AW: Honestly, It's a bit of all of those things. I think memory is what really drives the feeling of all of them. But Ido use the photographs I take for reference. I work from really candid photographs where I document the movement above everything else. I usually start by making gesture drawings of the source imagery. I have to get a real sense of the emphasis or the feeling. I look at the bodies and think about the weight, the emphasis, and how I know these people. A lot of the people in the drawings come in and out. They’re repeated. In my work I am looking for a sense of recognition, not realism. These are not portraits of people; they are imaged aspects of connection.

TG: Who are the figures in your drawings?  

 

AWThey are people in my life. A lot of them are also artists which I think really shows up in the things they are doing or how they relate to each other and their environment. That aspect of fellow artists in the studio which is literally a studio, but I think for a lot of us there is a blurry line between the studio and the home. I'm interested in that crossover. Especially after Covid the dining room table and the kitchen table have become an important site in my work. It's where discussion happens, it's where eating happens, it's where the nurturing of feeding each other caring for each other happens.

TG: Do colors hold certain meanings for you?

 

AW: I don't have symbolic or metaphorical correlations with color. Before color, I always think about temperature. Should it feel hot or cold? What I find interesting about temperature is it can relate to darkness and light. I am also very interested in the contradiction of color. How can I make a dark space feel light or a light space feel dark?

When I work from photographs I usually  switch it to black and white so I can let more of my intuitions come to the forefront. But often there is something in the image itself that I'm responding to. In Over Your Shoulder he's wearing a blue shirt, so the color of the shirt  becomes the color ground. What I liked about this particular work is that the shirt takes up most of the foreground, but the color is also used as the background color. So the distance between foreground and background becomes really thin.

TG: There is  a looseness to your work, a sense that things are changing by the second.

 

AW: I love that movement or abbreviated type of painting language. It's almost illusionary where from a distance it reads but as you get closer the imagery slips through your grasp. I feel that I do this a lot with flowers, which come up in several of the drawings. I love flowers, that moment of color and texture they add within your home.
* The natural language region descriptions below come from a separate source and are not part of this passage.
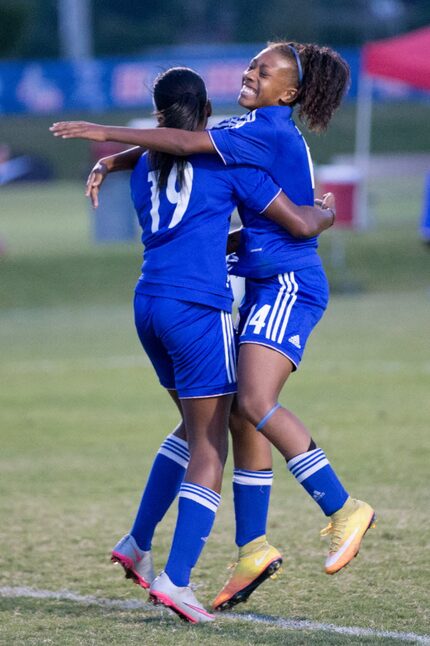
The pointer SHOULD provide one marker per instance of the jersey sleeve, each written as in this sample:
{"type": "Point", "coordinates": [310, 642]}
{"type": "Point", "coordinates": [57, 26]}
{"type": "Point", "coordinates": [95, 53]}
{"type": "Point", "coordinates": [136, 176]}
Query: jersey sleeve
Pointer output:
{"type": "Point", "coordinates": [250, 141]}
{"type": "Point", "coordinates": [254, 187]}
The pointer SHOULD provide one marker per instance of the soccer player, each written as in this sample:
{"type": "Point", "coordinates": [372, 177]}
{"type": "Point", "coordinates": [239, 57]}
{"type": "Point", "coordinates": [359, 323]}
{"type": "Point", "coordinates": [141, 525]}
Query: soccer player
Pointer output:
{"type": "Point", "coordinates": [182, 313]}
{"type": "Point", "coordinates": [286, 294]}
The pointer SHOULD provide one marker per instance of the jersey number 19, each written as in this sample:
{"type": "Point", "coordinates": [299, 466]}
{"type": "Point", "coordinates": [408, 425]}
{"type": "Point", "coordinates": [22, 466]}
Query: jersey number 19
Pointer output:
{"type": "Point", "coordinates": [180, 198]}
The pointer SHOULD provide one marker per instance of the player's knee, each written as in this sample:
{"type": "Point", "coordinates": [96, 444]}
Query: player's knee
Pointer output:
{"type": "Point", "coordinates": [253, 408]}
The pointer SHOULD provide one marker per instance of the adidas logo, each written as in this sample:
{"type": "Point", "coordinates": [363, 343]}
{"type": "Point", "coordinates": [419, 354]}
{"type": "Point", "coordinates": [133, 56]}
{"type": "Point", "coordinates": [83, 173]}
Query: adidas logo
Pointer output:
{"type": "Point", "coordinates": [295, 340]}
{"type": "Point", "coordinates": [317, 495]}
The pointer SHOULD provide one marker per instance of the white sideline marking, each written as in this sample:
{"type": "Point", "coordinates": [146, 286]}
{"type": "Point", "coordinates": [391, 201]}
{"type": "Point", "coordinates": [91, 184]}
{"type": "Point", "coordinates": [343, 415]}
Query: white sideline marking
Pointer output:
{"type": "Point", "coordinates": [278, 622]}
{"type": "Point", "coordinates": [61, 365]}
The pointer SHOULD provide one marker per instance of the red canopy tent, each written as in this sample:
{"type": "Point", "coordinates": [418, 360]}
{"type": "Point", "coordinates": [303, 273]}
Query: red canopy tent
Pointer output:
{"type": "Point", "coordinates": [404, 58]}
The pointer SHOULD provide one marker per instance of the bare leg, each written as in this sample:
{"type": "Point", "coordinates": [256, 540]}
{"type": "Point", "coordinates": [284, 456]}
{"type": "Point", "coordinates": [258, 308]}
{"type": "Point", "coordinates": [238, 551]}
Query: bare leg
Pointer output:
{"type": "Point", "coordinates": [180, 431]}
{"type": "Point", "coordinates": [262, 372]}
{"type": "Point", "coordinates": [251, 450]}
{"type": "Point", "coordinates": [206, 422]}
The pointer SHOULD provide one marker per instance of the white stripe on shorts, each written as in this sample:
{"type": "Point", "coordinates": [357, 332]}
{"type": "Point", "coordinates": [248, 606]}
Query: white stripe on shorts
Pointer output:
{"type": "Point", "coordinates": [285, 299]}
{"type": "Point", "coordinates": [229, 350]}
{"type": "Point", "coordinates": [289, 308]}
But when I place them in a drawing they become a decoy. They're so seductive or so overly joyful they are maybe supposed to distract from the person. The gaze goes to the flowers first so that you don't consume the person readily. It slows down the viewing process

TG: Your subjects are oftens positioned in very personal and private moments. How do you feel you play with aspects of privacy in your works?

 

AW: The drawings are about intimacy and love, the two things you're not supposed to talk about. One of the constructs that I think is really important to the works is that the gaze of the subject is internalized. Everything has to happen within the scene, so the people are absorbed in what they're doing, or in their relationship to one another, but they are not engaged with the viewer. The works are about privacy. I like to imagine that the figures know someone is there but they are too busy in their moment to be interrupted. I think that ironically creates a sense of greater intimacy.